The Only Constant is Change!

When I think back on my childhood, growing up with my brother and sister, I have good and bad memories.  I think most of us can find a memory, tucked away in our minds, which allows us to feel a sense of nostalgia or warmth as we ponder the whisper of moments as they come in and out of our mind’s eye.  I think we may even have the habit of remembering events with positive lights, even when we weren’t necessarily positive at the time of their outcomes.  Time and perspective will do that for all of us, and it creates in us a sense of hope for the future.  If where we came from was possible to move past and where we are now is doable, then the future might just be manageable if we try a little.  At least this is where my mind wanders when I think about my life and everything it touches and how those seemingly innocuous details can sometimes become the beginning of something which will change the course of my life entirely.  The natural movement of the strands of time create in all of us a sense of hesitation, especially when it comes to the unknown.  The change to what we don’t know, causes great consternation among many of us, and this leads to fear of the unknown.  The only thing we can be certain of is change, change to our lives by events around us, change to our perspective because of experiences we never expected to have, and change to the world we live in because moving forward insists on leaving behind what once was.


When I was a kid, I lived in a typical home with two parents, a sister, and a brother.  We played sports, went to church, and had friends over all the time.  We lived outside of the city, so I was exposed to rolling farm lands, and livestock ranches.  The house I grew up in was surrounded by land, back-roads, and a general kindness among all the people who lived around us.  It was a place, where when someone drove by, you would receive waives and a nod, even if you had no idea who the person was.  Riding a bike was always an experience, as my friends and I would ride for miles to meet up with friends.  I shudder at the thought of letting my kids do this now; oh how times have changed.  Once when I traveled back to the old neighborhood, I found the house I grew up in was changed, it somehow looked worse, perhaps less taken care of than when my father was in charge of its upkeep.  The neighborhood seemed smaller, and more houses had been built since the time I left.  Some of the fields I would ride my bike past, visiting friends, were bulldozed over and businesses and homes now dotted the landscape which was once filled with grass, bales of hay, and sunflowers as far as the tree line.  Now, all I saw, were roofs, streets, and gas stations.  Progress was now taking over this slice of heaven I once resided in.  The funny part about it all was I never realized how beautiful it was until I was gone.  I never took notice of how change would cause a pang of reality to set in throughout all the corners of my life.  Not one inch of my life has been unaffected by change.
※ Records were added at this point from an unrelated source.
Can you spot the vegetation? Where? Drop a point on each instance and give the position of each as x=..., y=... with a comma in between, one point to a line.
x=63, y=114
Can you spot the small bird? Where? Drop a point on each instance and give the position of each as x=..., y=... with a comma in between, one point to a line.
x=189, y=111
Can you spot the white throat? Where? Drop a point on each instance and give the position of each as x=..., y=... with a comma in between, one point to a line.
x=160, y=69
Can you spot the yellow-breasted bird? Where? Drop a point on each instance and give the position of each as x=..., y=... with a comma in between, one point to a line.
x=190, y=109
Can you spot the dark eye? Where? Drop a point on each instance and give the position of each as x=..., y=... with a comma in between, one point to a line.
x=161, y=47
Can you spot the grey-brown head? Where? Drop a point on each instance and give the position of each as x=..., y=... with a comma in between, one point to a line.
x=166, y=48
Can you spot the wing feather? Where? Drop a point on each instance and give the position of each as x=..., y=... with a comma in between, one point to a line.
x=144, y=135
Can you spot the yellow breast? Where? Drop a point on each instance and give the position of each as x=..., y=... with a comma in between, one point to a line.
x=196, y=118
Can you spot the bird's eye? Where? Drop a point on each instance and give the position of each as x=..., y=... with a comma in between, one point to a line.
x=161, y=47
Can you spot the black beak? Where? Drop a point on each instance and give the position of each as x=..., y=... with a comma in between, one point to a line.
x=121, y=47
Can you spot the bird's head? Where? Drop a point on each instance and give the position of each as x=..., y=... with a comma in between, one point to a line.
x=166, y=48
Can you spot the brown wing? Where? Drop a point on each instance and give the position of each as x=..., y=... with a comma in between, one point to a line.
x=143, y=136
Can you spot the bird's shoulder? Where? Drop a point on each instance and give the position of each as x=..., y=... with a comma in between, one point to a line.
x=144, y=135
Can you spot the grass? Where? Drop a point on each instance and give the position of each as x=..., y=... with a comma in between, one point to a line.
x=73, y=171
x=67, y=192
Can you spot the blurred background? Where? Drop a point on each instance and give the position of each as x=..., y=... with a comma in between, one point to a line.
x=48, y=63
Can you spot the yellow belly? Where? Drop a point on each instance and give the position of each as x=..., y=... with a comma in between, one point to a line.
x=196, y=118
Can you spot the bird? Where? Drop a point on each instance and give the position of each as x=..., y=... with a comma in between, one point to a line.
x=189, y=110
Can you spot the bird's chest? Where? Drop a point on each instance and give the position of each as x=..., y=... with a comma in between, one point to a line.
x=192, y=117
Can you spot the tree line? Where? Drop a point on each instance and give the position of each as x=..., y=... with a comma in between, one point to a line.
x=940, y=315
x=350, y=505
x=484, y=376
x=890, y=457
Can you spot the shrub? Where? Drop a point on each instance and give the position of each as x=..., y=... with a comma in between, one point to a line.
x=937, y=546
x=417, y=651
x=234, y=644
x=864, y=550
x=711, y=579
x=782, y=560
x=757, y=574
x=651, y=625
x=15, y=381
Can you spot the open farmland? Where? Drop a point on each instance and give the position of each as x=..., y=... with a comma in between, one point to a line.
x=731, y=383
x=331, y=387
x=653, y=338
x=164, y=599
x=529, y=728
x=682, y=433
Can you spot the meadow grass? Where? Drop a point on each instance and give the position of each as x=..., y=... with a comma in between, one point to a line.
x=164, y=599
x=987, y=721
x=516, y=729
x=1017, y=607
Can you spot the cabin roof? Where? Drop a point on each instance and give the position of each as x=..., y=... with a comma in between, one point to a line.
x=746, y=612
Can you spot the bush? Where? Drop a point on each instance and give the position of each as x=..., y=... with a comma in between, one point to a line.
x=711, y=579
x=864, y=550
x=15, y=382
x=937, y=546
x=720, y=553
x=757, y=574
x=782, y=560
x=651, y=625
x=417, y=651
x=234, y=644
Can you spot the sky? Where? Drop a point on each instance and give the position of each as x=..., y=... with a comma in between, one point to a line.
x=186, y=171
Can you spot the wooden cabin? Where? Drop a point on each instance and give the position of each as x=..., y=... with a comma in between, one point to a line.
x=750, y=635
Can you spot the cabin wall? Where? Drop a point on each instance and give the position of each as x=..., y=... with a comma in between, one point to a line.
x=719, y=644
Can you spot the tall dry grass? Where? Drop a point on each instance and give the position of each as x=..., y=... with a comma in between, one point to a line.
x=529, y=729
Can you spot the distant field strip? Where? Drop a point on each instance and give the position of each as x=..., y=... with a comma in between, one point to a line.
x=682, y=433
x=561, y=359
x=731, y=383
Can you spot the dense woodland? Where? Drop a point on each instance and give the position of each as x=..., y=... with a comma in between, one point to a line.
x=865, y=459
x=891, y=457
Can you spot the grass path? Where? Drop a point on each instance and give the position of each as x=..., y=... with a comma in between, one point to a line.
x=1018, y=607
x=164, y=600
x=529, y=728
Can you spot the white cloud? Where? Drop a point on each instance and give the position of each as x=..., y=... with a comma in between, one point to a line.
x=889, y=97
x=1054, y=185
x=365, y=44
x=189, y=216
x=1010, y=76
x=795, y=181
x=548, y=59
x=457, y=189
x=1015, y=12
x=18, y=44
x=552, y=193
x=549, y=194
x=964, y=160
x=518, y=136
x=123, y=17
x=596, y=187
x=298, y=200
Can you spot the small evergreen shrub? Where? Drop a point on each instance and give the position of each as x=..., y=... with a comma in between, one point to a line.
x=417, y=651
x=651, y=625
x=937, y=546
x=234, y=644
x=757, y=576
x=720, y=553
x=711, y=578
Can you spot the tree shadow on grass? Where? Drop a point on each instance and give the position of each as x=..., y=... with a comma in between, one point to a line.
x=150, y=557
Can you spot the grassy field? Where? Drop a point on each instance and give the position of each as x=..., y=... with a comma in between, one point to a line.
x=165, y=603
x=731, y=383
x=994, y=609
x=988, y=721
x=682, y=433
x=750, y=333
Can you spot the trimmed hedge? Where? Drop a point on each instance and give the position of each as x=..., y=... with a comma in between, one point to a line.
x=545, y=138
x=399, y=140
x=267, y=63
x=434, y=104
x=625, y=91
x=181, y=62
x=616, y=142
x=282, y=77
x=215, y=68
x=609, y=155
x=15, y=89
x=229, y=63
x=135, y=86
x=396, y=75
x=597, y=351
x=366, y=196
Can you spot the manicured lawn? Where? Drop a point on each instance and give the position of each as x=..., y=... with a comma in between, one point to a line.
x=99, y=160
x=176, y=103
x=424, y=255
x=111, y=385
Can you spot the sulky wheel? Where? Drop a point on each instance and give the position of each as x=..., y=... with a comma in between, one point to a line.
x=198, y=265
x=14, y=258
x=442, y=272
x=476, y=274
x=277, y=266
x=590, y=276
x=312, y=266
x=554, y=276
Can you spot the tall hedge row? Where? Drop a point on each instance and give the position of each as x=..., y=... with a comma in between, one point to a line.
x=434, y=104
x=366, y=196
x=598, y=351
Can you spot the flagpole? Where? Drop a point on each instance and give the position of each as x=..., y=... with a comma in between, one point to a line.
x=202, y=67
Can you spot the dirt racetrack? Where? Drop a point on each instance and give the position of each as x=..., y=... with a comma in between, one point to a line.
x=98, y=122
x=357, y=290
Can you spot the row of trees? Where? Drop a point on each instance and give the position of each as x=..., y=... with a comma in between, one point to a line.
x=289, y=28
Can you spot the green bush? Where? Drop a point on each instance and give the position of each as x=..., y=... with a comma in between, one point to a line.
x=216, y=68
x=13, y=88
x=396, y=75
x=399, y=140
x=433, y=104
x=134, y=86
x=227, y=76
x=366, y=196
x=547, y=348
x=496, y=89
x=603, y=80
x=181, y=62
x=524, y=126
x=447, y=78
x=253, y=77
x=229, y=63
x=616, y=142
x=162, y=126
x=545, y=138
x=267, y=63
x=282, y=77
What struck me the most was the size of everything, the place I once scoured like an explorer hoping to find treasure and the unknown, was unutterably small.  Everywhere I looked, I remembered the cracks in some pavement, but the pavement seemed tiny now.  My wife and children were with me, the last time I visited, and as I nostalgically remembered the fences I jumped over and fields I ran through, they were most unimpressed.  The represented the typical child, bored with anything not meant to entertain.  They looked out the windows of our vehicle, heads resting on hands, in the universal boredom pose, and asked when we were going to head home.  I did my typical dad routine, and informed them, “attitudes needed to change, or people would be walking home”, my bark is far worse than my bite.  At any rate, my memories seemed to discount the facts, this is to say, what I visualized in my mind was exactly what it was, and this was causing some turmoil for me.  Enough turmoil that I visited years ago, and now I feel satisfied to write about what I was experiencing.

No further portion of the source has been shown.